Die von BUND vorgeschlagene Bekämpfung des Käfers mit Fruchtfolge ist eine realistische Alternative zum Gifteinsatz. In der Schweiz wird diese giftfreie Bekämpfung sehr erfolgreich praktiziert, wie auf den offiziellen Internetseiten der Eidgenossenschaft nachgelesen werden kann. In Östereich schreibt die Landwirtschaftskammer Vorarlberg: „Die effektivste Bekämpfung des Schädlings ist und bleibt eindeutig die Fruchtfolge, d.h. nicht Mais auf Mais anzubauen. Wird dieser Fruchtwechsel trotz der Empfehlungen auf vielen Flächen nicht durchgeführt, werden die bisher verwendeten Beizmittel nicht mehr ausreichen und stärkere Mittel zur Schadensverhinderung nötig sein.“ Zitatende.
In den USA hat sich die Fruchtfolge Mais – Soja nicht bewährt. Aber bei uns wird nur wenig Soja angebaut, so dass dies kein Problem darstellt. Dass die Firma Bayer Cropscience finanzielle Interessen am Gifteinsatz hat ist nachvollziehbar. Der Maiswurzelbohrer und seine Vergiftung ist für die Chemieindustrie weltweit ein Milliardengeschäft. Kollateralschäden wie die Bienenvergiftung am Oberrhein und Agrargifte im Grundwasser werden in Kauf genommen. Die Interessen von Bayer und Co. werden vom Landwirtschaftsminister Hauk in Stuttgart gut vertreten. Doch was ist mit den Interessen der Honigesser und Trinkwassertrinker?

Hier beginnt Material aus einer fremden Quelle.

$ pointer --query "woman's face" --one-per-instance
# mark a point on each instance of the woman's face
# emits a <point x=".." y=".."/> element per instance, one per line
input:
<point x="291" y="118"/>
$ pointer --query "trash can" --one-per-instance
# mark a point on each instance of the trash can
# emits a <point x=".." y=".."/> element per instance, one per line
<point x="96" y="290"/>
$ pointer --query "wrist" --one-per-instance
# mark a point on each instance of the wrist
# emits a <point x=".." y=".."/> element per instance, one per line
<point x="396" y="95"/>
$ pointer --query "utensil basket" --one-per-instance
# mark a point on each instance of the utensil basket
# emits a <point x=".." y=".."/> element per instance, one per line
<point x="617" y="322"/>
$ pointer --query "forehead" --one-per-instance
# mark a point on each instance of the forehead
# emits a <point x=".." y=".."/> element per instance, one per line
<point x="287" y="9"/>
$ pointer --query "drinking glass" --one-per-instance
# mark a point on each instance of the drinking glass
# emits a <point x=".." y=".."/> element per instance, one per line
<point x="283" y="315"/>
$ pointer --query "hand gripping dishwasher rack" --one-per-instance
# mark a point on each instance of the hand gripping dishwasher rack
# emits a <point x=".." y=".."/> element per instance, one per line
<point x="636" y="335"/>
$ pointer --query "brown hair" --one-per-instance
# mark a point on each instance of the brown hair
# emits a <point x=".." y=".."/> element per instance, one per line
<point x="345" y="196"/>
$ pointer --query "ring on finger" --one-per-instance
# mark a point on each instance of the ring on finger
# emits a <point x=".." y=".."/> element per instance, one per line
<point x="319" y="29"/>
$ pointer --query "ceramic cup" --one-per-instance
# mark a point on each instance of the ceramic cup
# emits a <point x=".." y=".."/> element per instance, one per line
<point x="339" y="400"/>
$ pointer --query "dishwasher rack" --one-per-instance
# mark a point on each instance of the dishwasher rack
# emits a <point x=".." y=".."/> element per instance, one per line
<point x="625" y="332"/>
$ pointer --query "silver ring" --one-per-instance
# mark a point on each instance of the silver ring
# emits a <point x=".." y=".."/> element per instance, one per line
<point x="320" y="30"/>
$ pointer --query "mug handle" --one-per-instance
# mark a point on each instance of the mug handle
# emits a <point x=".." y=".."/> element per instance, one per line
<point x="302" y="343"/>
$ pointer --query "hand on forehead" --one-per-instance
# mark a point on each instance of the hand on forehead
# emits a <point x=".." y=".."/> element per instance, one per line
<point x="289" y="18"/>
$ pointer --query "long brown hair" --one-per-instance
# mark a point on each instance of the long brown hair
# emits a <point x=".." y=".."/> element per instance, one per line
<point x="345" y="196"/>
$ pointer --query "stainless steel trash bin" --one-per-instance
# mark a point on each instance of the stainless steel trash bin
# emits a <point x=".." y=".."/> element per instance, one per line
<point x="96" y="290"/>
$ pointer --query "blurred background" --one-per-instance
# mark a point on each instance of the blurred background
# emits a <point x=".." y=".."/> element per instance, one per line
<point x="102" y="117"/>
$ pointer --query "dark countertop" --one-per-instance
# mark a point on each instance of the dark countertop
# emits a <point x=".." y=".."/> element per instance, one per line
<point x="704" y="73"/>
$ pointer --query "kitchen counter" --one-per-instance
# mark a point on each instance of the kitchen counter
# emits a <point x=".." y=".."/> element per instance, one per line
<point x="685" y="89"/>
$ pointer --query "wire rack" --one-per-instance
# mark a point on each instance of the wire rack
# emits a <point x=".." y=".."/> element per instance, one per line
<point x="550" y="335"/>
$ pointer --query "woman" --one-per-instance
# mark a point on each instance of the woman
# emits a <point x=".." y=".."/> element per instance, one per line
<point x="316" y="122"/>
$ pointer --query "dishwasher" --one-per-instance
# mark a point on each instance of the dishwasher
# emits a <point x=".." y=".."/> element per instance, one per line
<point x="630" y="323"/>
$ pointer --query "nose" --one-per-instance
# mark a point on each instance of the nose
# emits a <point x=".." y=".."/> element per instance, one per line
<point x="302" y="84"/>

Warum diese Unterschiede von Land zu Land am Oberrhein? In einer Richtlinie der EU wird der Maiswurzelbohrer unter den Schadorganismen als sogenannter Quarantäneschadorganismus eingestuft. Danach muss im Befallsjahr eine Befallszone von mindestens einem Kilometer Radius rund um ein Feld, in dem der Schadorganismus festgestellt wurde, und eine Sicherheitszone von mindestens fünf Kilometer Radius um die Befallszone ausgewiesen werden. Die aktuellen, massiven Bekämpfungsmaßnahmen sind auf diese EU-Richtlinie zurückzuführen, die eine Zurückdrängung des Maiswurzelbohrers erreichen will.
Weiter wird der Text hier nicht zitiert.